Summary. The paper constructs a textual time-series corpus from 136 PubMed Open Access single-patient case reports on GLP-1 receptor agonists (GLP-1RA) in type 2 diabetes, with clinical events linked to probable reference times. It evaluates LLM-based timeline extraction against expert-annotated gold-standard timelines, reporting strong performance for the top model (GPT5) on event coverage (0.871) and temporal sequencing (0.843) across symptoms, diagnoses, treatments, labs, and outcomes. A downstream demonstration applies time-to-event modeling to suggest reduced respiratory sequelae risk among GLP-1RA users versus non-users (HR=0.259, p<0.05).

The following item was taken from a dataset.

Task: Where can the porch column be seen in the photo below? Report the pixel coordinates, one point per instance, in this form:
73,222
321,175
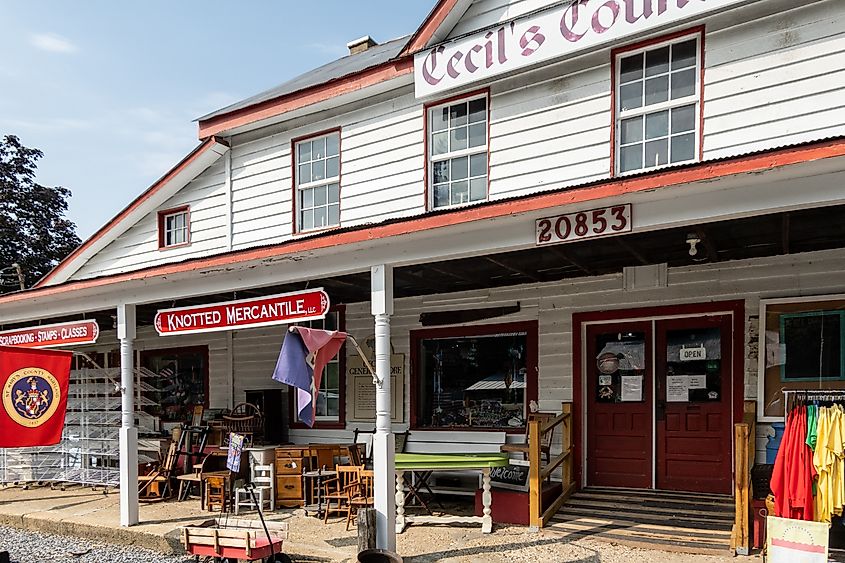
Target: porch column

Significance. If the extraction pipeline and risk signal hold after addressing validation gaps, the released corpus and code could enable systematic reuse of narrative case reports for longitudinal phenotyping and modeling in diabetes, complementing registry data with fine-grained temporal structure.

major comments (3)

[Abstract/Methods] Abstract and Methods: The headline metrics (GPT5 event coverage 0.871; temporal sequencing 0.843) rest on expert-annotated timelines as gold standard, yet no inter-annotator agreement statistics, annotation protocol, or disagreement-resolution procedure are described. This directly affects the credibility of the reported extraction quality.
[Results/Downstream] Results/Downstream demonstration: The hazard ratio (HR=0.259, p<0.05) for respiratory sequelae is presented without confidence intervals, sample-size justification, or explicit handling of missing or uncertain event times, which are load-bearing for interpreting the time-to-event claim.
[Discussion] Discussion: The 136 PubMed OA reports are treated as a basis for risk generalization, but no comparison to broader GLP-1RA registries or assessment of publication bias appears; this limits the strength of the downstream demonstration.

minor comments (2)

[Abstract] Abstract: Specify the exact GPT5 model identifier, temperature, and prompting strategy used for reproducibility.
[Abstract] Abstract: Clarify whether the temporal sequencing score (0.843) is aggregate or broken down by event category (symptoms, diagnoses, etc.).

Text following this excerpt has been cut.